Diversificar el abanico-marco en el que llevar a término los programas educativos, con objeto de incluir todos los recursos sanitarios de la comunidad, y no sólo los hospitales.

Asegurar que el contenido del curriculum refleje las prioridades sanitarias del entorno y la disponibilidad de los recursos existentes.

Asegurar la continuidad del aprendizaje durante toda la vida, trasladando el énfasis desde los métodos pasivos de enseñanza -tan extendidos actualmente- hacia una enseñanza más activa, que incluya el estudio autodirigido e independiente, así como las tutorías.

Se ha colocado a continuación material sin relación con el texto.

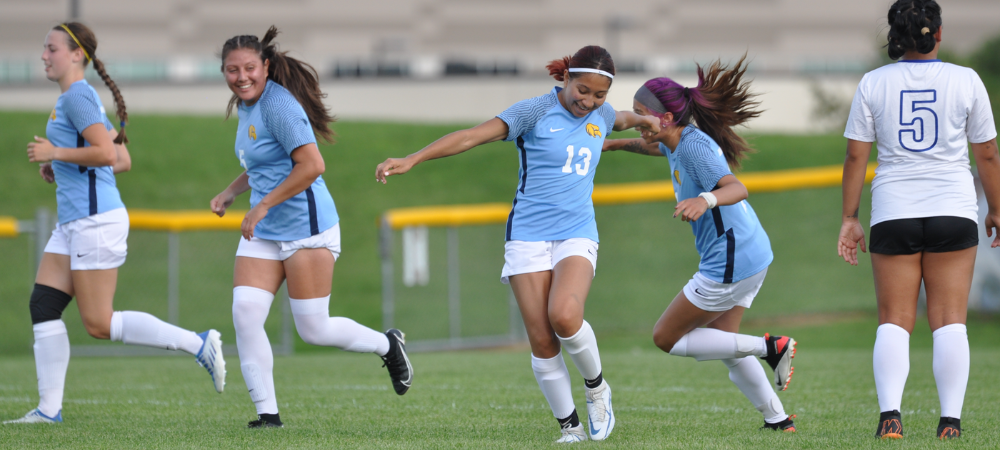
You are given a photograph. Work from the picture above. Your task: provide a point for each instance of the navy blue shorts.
(926, 234)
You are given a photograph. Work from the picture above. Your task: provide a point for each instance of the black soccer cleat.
(266, 421)
(949, 428)
(786, 426)
(890, 425)
(780, 351)
(397, 362)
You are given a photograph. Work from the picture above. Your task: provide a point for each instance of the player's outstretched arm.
(124, 162)
(637, 146)
(988, 164)
(451, 144)
(730, 192)
(225, 198)
(852, 235)
(625, 120)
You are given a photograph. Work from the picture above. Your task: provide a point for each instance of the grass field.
(466, 399)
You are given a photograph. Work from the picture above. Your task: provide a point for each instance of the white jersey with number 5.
(922, 114)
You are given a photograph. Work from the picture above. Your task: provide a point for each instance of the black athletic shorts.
(926, 234)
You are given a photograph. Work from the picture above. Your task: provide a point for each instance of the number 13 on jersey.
(580, 170)
(918, 123)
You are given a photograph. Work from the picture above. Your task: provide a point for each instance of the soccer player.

Elaborar tanto el curriculum como el sistema de evaluaciones, de tal forma que se pueda asegurar el alcance de la competencia profesional y de los valores sociales, en vez de limitarse a medir la retención de la información y la capacidad de evocarla.

Impulsar la promoción de la salud y la prevención de la enfermedad.

En relación con los objetivos institucionales referidos al primero y segundo ciclos de los estudios de las Ciencias de la Salud, la Facultad de Medicina de la Universidad de Castilla-La Mancha hace suyos los criterios que fueron aprobados en el Consejo de Universidades, cuando en 1987 se inició el proceso de reforma de las enseñanzas universitarias. Estos eran los aspectos más significativos en cuanto a los objetivos a alcanzar por los estudiantes, a lo largo del proceso de formación:

a) Un conocimiento y comprensión adecuados de las ciencias fundamentales de la medicina, del método científico, de los principios de medida de las funciones biológicas, así como un aprendizaje elemental relativo a la evaluación de los hechos científicamente probados y al análisis de los datos en general.

b) Un conocimiento adecuado de la estructura, función y comportamiento normales de los seres humanos, de los mecanismos, causas y manifestaciones generales de los estados de enfermedad, así como un aprendizaje elemental relativo a la evaluación de los hechos científicamente probados y al análisis de los datos en general.

c) Un conocimiento suficiente de las materias y de las práctica clínicas, orientado hacia la adquisición de una visión sistemática y coherente de la Medicina en sus vertientes preventiva, diagnóstica y terapéutica.

d) Una experiencia clínica adecuada, llevada a cabo tanto en hospitales como en instituciones extrahospitalarias.


A modo de resumen final, la UCLM establece como Objetivos Institucionales para su Facultad de Medicina, los arriba señalados, que pueden resumirse en la formación de Licenciados con una sólida base científica que les permita una multiplicidad de opciones, desde el cultivo de las ciencias básicas hasta el ejercicio de las más diversas y tecnificadas especialidades, siempre después de un adecuado entrenamiento de postgrado; pero capaces de aplicar el método científico, motivados para continuar su formación de modo contínuo, aptos para el trabajo en equipo y con la actitud permanente de considerar al ser humano -sano o enfermo- no como individuo aislado, sino en su auténtico medio social, familiar y laboral.